When Prema's name is drawn in a diversity lottery for green cards, she decides to leave her village, a caring lover, an absent sister who has joined a Maoist group, an old father and memories of her long dead mother for a place where she will be a complete stranger.
She arrives in the U.S. and finds that things are not as she imagined them to be. And so begins her struggle to survive and find her place in this totally different and new milieu.
Confused, she is never being sure about what she is doing. But one thing she is sure about is that she is not going back. As she drifts from one place to another, physically and psychologically, she meets people with different ethnic and cultural backgrounds and tries to understand the “American way of life”.
Unlike most protagonists of novels by non-resident South Asian authors, she does not mourn the loss of her homeland nor does she regret her decision. On the contrary, she gets rid of the cultural baggage of her home country and adopts the new social mores of her adopted country.
She doesn't think twice while having affairs, including one-night stands, with various American men.When Luis, an affable half-Latino, comes into her life, she is strongly attracted to him. She decides to move in with him. Strangely, her Nepali friends don't see anything wrong with her move. Back home, the same people would have branded her ‘a whore' for the same act.

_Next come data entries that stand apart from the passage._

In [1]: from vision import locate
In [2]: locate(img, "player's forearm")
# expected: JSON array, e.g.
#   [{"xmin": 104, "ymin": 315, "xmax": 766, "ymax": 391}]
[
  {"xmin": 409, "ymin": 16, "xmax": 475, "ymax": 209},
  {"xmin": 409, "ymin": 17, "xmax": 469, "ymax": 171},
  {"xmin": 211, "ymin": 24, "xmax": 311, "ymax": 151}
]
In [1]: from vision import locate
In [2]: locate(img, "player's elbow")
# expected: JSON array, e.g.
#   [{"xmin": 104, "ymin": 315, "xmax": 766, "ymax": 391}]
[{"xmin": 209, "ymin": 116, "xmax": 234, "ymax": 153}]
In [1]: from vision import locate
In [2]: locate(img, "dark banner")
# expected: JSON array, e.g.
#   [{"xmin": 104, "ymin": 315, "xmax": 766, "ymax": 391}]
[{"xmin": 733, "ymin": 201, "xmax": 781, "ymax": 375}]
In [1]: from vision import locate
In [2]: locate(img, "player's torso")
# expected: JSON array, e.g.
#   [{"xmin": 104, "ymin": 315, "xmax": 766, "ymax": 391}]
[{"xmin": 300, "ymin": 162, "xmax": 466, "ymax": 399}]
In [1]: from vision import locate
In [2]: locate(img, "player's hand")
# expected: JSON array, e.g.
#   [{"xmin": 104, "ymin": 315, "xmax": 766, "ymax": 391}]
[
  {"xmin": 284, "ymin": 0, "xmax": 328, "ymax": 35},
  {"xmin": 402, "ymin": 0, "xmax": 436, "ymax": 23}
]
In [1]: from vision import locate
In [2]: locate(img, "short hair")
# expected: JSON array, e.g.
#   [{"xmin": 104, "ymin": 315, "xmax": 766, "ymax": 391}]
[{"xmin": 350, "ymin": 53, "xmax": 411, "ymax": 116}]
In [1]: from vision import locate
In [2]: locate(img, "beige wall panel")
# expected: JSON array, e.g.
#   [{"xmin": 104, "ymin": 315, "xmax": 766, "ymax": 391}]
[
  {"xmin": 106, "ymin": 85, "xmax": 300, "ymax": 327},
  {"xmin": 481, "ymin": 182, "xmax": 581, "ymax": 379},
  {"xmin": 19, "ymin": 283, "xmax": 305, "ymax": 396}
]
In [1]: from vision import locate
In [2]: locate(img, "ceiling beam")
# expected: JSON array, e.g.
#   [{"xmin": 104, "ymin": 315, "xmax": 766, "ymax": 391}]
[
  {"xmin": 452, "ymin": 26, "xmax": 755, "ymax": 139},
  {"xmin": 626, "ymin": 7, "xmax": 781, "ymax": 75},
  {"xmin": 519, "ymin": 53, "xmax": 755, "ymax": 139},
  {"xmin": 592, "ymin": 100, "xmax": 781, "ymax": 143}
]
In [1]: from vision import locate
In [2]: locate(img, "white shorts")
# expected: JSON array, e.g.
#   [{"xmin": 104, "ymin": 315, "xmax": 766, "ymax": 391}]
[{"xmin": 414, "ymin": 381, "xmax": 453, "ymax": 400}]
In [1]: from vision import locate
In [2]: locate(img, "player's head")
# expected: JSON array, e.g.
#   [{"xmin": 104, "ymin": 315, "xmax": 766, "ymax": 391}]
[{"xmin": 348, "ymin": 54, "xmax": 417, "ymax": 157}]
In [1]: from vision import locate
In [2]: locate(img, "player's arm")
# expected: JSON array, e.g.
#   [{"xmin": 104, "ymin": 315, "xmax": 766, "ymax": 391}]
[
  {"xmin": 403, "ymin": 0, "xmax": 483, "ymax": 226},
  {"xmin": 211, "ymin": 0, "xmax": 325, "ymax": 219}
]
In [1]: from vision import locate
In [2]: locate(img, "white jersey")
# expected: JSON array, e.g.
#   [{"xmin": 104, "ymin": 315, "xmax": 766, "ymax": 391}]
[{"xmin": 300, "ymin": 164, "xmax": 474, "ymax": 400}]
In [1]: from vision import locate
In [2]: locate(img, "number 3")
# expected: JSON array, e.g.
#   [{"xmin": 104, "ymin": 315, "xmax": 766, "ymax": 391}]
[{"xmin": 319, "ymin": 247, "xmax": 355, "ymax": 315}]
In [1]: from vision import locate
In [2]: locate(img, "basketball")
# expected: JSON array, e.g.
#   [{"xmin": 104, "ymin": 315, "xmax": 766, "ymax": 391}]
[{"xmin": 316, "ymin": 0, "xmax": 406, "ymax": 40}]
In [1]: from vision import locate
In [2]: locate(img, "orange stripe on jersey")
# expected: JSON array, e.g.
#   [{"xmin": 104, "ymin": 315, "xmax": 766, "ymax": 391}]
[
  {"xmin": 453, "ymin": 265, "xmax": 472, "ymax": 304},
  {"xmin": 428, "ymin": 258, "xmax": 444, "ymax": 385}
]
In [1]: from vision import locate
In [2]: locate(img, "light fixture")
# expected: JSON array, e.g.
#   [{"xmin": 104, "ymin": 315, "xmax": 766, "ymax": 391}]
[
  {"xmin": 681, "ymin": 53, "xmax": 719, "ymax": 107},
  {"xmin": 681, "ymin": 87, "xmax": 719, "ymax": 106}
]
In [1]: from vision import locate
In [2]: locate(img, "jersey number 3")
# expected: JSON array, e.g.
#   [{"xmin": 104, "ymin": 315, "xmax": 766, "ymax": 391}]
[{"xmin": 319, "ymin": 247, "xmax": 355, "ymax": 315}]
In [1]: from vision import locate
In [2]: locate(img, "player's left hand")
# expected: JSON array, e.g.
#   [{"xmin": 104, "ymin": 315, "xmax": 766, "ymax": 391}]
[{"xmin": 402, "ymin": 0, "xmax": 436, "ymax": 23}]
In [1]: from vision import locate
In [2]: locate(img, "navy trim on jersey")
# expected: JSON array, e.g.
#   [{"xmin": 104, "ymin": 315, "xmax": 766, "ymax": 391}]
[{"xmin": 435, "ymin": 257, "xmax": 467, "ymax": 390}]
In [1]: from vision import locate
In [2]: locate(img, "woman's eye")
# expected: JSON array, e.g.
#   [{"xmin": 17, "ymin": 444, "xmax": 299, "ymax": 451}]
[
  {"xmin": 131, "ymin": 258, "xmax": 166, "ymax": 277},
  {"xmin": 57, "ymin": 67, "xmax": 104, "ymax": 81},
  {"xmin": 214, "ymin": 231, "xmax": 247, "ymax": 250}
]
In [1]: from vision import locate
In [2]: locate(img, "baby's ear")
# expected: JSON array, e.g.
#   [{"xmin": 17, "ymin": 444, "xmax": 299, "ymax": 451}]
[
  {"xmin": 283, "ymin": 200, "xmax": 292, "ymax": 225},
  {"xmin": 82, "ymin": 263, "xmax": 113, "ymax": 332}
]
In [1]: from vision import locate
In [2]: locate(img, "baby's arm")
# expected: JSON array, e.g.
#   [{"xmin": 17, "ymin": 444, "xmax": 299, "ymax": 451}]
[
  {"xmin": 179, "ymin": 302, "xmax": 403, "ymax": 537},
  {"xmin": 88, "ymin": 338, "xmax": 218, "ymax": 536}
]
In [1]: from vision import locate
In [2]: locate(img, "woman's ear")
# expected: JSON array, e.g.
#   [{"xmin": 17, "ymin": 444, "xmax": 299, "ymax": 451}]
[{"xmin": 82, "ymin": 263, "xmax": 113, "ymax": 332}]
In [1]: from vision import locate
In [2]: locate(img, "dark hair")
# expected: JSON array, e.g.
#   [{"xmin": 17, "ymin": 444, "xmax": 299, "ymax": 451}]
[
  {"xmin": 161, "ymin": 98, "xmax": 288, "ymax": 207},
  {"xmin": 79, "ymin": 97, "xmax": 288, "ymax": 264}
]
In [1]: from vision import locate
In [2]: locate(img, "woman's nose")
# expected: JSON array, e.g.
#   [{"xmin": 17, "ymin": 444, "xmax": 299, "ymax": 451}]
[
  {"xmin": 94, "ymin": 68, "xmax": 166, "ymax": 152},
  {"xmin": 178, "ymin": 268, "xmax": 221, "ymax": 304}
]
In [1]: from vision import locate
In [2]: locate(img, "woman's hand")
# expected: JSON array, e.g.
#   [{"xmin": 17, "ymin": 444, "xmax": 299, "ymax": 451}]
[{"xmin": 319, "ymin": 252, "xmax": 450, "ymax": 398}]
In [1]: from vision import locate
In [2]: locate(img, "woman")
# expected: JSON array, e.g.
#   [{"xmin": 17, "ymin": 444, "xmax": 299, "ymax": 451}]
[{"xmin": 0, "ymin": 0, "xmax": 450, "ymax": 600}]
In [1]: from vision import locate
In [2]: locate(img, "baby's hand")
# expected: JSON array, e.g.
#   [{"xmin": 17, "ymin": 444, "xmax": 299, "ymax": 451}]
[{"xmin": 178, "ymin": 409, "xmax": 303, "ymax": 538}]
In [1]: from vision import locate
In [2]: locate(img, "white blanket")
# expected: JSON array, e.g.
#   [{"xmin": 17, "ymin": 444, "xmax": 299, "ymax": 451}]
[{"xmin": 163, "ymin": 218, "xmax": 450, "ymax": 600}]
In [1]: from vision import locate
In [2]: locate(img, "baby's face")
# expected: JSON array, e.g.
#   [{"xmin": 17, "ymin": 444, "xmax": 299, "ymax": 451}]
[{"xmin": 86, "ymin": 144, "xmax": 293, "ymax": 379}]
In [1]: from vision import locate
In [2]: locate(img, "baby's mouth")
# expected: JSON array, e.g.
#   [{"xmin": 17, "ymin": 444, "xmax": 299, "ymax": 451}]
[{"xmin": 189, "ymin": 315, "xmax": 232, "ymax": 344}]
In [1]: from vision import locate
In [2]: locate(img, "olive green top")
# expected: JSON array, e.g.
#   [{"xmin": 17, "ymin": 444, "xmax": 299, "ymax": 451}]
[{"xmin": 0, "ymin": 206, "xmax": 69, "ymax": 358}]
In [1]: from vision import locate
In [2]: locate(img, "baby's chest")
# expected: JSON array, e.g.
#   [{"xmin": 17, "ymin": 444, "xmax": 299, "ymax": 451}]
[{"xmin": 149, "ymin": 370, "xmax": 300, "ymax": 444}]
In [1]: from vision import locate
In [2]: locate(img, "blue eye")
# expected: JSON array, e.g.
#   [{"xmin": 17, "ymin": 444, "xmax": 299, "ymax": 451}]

This makes it clear that parameters of morality are not static in nature and changes as we move across cultures and societies.
Though the story mostly follows the protagonist in Los Angeles, we constantly hear echoes of the war in Nepal. The conflict between the Maoists and the Nepali military has been interpolated so discreetly that it doesn't disturb the narrative of Prema's journey. This is what gives this novel, which is largely apolitical, a slightly political angle but the author stays on the fence, refusing to take sides.
Prema's sexual awakening is dealt with in a forthright, but delicate, manner. The sex scenes are direct and devoid of pretension, without shades of vulgarity or obscenity. This is something few writers can accomplish. This is a delightful read about self-discovery, sexual awakening and search for an identity in a foreign land. Lucidly written, the book also gives new insight into an immigrant life in America.
After finishing this book, I felt guilty about missing Manjushree's debut novel The Tutor of History. Now, I will certainly reach out for that.